Beitrag von Lord_Carlos » 27.10.2017 12:35:45

Was ist denn die Definition von nutzerfreundlich?
Ich habe damit unter anderem auch einsteigerfreundlichkeit eingeschlossen.
Im Gegenteil, sie sind der kommerziellen Konkurrenz bei einem entscheidenden Punkt an Freundlichkeit meilenweit voraus. Das jedoch ausschließlich unter der Annahme, dass ein möglichst präziser und effizienter Ansatz der beste ist.
Genau, bei einem von mehreren Punkten ist Mutt nutzerfreundlich :)
Mir ist es am liebsten wenn ein email client nur zwei Fragen stellt: email und password.
Erweiterte Einstellungen sind gerne willkommen, aber optional.
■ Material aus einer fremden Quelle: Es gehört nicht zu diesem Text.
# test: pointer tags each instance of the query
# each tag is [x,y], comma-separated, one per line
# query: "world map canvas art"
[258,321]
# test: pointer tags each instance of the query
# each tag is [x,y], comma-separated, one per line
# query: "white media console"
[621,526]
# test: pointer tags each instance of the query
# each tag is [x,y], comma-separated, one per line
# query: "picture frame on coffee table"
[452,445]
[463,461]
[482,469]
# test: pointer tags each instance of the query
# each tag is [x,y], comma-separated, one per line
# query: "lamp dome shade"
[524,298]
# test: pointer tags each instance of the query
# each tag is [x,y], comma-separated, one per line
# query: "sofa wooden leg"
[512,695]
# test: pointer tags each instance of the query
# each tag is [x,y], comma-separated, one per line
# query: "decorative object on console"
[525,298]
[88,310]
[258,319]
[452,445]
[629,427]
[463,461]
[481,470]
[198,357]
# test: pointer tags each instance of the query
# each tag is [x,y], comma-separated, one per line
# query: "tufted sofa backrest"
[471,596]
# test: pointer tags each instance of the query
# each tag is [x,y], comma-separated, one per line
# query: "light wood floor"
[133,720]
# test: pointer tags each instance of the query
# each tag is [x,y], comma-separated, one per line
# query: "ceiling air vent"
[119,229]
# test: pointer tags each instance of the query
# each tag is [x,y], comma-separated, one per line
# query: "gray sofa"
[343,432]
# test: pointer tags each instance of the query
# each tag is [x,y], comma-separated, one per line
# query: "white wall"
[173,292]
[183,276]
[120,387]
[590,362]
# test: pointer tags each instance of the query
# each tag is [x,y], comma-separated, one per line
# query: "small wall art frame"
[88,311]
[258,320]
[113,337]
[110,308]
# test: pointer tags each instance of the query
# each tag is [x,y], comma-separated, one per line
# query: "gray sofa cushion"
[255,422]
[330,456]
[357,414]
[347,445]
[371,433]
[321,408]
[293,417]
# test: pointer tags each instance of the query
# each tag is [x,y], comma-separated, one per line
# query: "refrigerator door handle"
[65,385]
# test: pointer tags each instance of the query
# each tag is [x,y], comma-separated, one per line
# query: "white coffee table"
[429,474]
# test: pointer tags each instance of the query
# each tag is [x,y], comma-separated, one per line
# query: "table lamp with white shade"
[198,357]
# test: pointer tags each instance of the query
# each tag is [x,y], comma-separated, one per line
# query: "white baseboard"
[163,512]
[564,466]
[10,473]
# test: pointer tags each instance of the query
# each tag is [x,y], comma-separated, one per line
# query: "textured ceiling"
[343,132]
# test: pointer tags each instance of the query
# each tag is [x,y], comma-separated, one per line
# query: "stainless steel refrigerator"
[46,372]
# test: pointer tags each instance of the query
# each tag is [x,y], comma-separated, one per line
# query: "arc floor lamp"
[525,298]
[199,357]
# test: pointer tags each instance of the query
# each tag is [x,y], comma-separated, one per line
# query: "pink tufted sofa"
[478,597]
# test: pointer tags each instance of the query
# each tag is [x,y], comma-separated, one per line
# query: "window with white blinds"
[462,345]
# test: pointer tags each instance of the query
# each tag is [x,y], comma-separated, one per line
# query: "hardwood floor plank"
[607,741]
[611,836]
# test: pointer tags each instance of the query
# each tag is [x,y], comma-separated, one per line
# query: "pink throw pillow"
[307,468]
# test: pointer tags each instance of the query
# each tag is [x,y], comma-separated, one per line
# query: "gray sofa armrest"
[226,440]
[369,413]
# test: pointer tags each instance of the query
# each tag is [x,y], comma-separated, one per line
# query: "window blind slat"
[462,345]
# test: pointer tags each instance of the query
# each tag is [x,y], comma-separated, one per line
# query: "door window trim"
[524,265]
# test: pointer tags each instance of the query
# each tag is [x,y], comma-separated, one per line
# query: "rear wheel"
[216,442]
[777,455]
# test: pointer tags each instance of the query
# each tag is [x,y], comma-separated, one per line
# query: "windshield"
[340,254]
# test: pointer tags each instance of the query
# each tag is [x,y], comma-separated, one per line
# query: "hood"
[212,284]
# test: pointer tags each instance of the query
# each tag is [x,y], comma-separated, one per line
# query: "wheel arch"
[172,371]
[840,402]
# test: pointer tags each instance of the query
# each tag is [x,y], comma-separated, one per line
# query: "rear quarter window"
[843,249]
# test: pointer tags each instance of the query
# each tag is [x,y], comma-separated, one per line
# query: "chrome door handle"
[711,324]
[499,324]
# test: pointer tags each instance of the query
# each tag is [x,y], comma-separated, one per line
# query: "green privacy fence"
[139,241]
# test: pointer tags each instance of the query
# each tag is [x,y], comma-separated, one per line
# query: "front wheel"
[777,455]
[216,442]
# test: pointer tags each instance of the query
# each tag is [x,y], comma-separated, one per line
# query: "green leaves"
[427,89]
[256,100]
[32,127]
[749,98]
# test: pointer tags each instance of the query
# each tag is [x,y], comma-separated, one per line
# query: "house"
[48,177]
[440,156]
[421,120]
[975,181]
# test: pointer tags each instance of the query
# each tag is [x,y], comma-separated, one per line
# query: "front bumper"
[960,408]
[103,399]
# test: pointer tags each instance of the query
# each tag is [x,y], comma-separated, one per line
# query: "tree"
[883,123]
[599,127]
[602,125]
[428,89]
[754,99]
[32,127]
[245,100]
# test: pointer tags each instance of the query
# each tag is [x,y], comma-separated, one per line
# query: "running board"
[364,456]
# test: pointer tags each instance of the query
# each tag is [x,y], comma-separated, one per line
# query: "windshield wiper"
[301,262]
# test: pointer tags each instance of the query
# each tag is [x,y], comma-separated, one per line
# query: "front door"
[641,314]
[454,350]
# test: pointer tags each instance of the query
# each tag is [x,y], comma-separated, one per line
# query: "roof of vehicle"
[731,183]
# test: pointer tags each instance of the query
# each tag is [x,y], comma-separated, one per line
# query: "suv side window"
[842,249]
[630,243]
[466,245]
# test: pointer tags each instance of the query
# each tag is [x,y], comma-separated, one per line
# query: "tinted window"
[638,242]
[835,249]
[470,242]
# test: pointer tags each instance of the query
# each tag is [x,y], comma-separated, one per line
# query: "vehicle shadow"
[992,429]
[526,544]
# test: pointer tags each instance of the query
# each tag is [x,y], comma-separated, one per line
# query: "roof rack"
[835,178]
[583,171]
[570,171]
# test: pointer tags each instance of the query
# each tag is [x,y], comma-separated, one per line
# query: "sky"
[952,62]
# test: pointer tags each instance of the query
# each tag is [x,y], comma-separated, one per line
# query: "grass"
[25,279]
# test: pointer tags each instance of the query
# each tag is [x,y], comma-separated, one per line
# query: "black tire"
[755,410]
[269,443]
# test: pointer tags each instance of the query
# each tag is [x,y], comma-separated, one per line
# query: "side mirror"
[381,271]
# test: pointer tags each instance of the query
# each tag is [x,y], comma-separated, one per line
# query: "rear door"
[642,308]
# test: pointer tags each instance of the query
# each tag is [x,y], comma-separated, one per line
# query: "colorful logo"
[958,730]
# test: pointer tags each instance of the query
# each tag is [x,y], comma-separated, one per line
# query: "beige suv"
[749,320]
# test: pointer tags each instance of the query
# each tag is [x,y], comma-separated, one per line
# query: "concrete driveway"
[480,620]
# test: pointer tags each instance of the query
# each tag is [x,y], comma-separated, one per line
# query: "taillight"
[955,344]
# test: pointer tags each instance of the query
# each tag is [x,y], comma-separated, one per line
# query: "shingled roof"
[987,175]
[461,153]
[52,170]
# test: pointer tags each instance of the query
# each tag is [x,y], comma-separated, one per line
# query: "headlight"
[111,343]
Wenn der Anwender zum Beispiel seine E-Mails in wenigen Minuten statt einer Stunde abarbeiten kann, um sich anschließend den eigentlich wichtigen Aufgaben zu widmen, ist Mutt ein deutlich nutzerfreundlicheres Programm als die Klickorgie im Web-Client.
Ohne jetzt Mutt benutzt zu haben, was macht es so effizient? Shortcuts, Tags und Filter gibt es doch auch bei gmail.com oder Outlook.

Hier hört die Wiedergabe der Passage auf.